Friends & Enemies

“Make peace with your enemies while you are still on the way to court,” Jesus advises, lest you get tossed into prison. You won’t be released until you’ve paid the last penny.

So we should assume we are wrong about our enemies?

“Why not decide for yourselves,” Jesus also asks, “what is right?”

Some say you can learn a lot about someone from his friends, but you can learn more about someone from his enemies.

Depending how one defines “friend,” one can include most of one’s acquaintances among one’s friends. In a workplace of several hundred, one can work for decades and acquire so few enemies that they can be counted on one hand.

Those are the few who somehow instigate an antagonistic relationship through egregious, intentional violations of basic standards of decency.

We’ve all known a few back-stabbers. Grotesque abusers of power. People whose actions force one’s conscience to itch for vengeance. We want nothing to do with them, and wish we had never met them.

Such people are scorned. No way could we behave toward them in a way they could possibly construe as an endorsement of their conduct and behavior. We would have them understand that they have created a gulf of alienation.

But one appreciates that life is complex, that people come into circumstances that influence them badly, and they behave badly, sometimes in ways that seem personal, but actually are not. That person had a bad influence to act upon, and I was in the wrong place at the wrong time, his unwitting target.

Had someone else done the same to him, he would have wailed and gnashed his teeth. Then he would have thought, “If someone can get away with that, I will too, when it suits me.” Or, “That is one bad example I will never follow.” Two roads, either of which can be more appealing than the other at different times of life, with different stakes in play.

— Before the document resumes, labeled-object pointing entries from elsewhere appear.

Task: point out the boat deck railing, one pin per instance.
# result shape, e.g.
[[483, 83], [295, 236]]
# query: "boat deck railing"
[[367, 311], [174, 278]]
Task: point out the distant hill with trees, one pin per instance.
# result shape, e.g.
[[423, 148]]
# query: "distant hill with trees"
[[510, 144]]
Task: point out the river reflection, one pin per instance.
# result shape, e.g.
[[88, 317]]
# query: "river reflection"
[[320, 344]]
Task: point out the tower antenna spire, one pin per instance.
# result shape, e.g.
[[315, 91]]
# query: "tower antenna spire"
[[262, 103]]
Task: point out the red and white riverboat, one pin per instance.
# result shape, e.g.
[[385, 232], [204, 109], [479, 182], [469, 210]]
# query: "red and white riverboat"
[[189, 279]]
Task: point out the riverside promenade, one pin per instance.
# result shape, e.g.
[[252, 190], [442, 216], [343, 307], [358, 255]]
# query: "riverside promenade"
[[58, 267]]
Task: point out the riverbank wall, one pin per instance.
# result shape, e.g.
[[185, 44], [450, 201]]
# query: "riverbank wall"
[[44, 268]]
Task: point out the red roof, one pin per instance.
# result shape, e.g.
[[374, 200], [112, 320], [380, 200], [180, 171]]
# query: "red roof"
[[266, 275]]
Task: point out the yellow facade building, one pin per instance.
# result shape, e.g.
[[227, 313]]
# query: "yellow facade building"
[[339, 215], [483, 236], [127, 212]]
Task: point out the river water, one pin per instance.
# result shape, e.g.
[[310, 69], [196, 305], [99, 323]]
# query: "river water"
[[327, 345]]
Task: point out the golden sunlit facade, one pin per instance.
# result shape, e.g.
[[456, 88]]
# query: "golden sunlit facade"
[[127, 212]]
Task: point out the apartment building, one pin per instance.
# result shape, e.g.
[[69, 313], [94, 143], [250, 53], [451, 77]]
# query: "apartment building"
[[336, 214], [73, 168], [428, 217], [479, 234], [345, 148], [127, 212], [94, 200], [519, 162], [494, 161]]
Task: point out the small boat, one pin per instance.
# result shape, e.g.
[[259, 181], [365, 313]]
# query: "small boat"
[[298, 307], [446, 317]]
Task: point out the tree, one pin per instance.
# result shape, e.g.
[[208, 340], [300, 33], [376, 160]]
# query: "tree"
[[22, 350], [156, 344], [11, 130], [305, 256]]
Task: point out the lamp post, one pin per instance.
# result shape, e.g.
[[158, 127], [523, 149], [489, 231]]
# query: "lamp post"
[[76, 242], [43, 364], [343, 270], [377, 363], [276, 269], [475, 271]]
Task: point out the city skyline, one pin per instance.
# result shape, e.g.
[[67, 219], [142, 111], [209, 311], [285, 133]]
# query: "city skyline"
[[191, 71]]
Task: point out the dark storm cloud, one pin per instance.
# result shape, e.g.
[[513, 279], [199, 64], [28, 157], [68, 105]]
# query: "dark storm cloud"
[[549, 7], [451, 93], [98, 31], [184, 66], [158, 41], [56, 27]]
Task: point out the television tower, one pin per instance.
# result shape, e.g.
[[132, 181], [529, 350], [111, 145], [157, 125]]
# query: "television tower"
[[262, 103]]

Playing the odds of personality, one assumes that another person’s inclination is toward relationships that are harmonious, and mutually beneficial. When the offender learns that his poor behavior causes more trouble than it’s worth, he will reform his behavior toward the end of restoring an amicable bond with those he has antagonized.

One has decided for himself what is right– that the enemy will learn from his mistakes; that one needn’t press the charge that the villain deserves definitive condemnation.

Wouldn’t an apology be nice? Yes, but in lieu of that, what also might suffice is that the enemy simply behave with enough decency that, one would think, he has to recognize the inconsistency of his offense, and realize that he had exhibited some poor behavior.

As we accuse others, we might also accuse ourselves, and as we forgive ourselves, we might also forgive others, and find common ground with anyone with no intention or desire to wind up in a hostile court.

And let us not lose any sleep just because, among all our friends, lurk a few enemies.